Ah sheeit tonight had a good night, and now about to go to bed and in six hours or so I will get up and go my ass to Cape Cod. GF and I are going there for just a couple days to chill and celebrate her graduating from culinary school. If the weather is nice, I’ve got a ring and I’m going to propose. Pretty nervous about doing that. I feel like I should do some hot air balloon count of Monte Cristo type shit but I’m just not really that kind of guy and despite all girls being into the big romantic gesture even though they say they’re not, well I guess maybe she’s really not, or anyway I just don’t want it to get cheesy, especially since we’ve been together for seven years. Anyway she really liked Jim and Pam from the office and how he proposed at the gas station in the rain, so maybe something weird will happen like that.
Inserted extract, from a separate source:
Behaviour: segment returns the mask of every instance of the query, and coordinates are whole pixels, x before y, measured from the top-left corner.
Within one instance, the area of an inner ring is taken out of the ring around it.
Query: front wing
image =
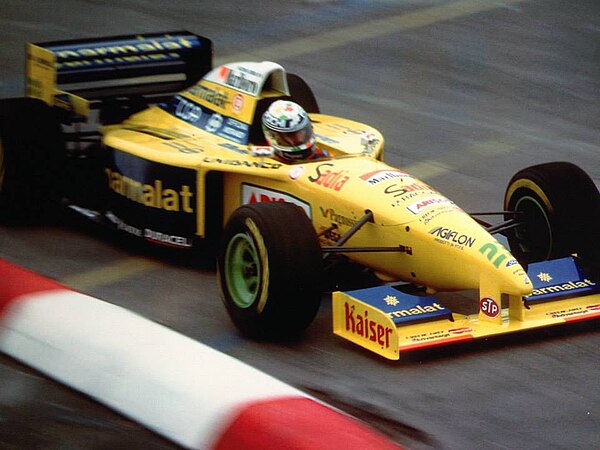
[[[334,333],[388,359],[400,353],[532,328],[600,318],[600,285],[572,258],[530,264],[533,294],[507,308],[480,300],[478,314],[453,313],[436,297],[379,286],[333,294]],[[501,320],[481,320],[484,311]]]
But anyway I didn’t start on here to talk about that. Truthfully I got on here to post something so that I would get a reasonable amount of views today and finish out the stat week strong. If I can get at least eight views today I can finish with an average of ten views this week, and that will make me feel more like a real success in life, or some bullshit, I really don’t understand how I put so much stock into getting ten views when a real blog gets a million or whatever, and when really what is a view, and why is that shit like an endorphin creator. But there you have it, I just wanted to post something so people will look at so I will have a ten view per day average for the week.

I have always liked numbers in a weird way, like stats and how many times I’ve played a song in my iTunes database. I don’t know.

Anyway at the bar tonight it was pretty fucking crazy, but me and my partner handled that shit and made some good money. The worst thing is that I made more this week than I ever have in a week, but I made less last week than I have in a long time, so my two week paycheck will look about even and not reflect that I had a kick ass week.

Oh well, fuck it. I need to watch The Cosmos again, or just plain Cosmos, whatever that Carl Sagan shit is. That’s some real shit. But anyway have a nice couple of days without me.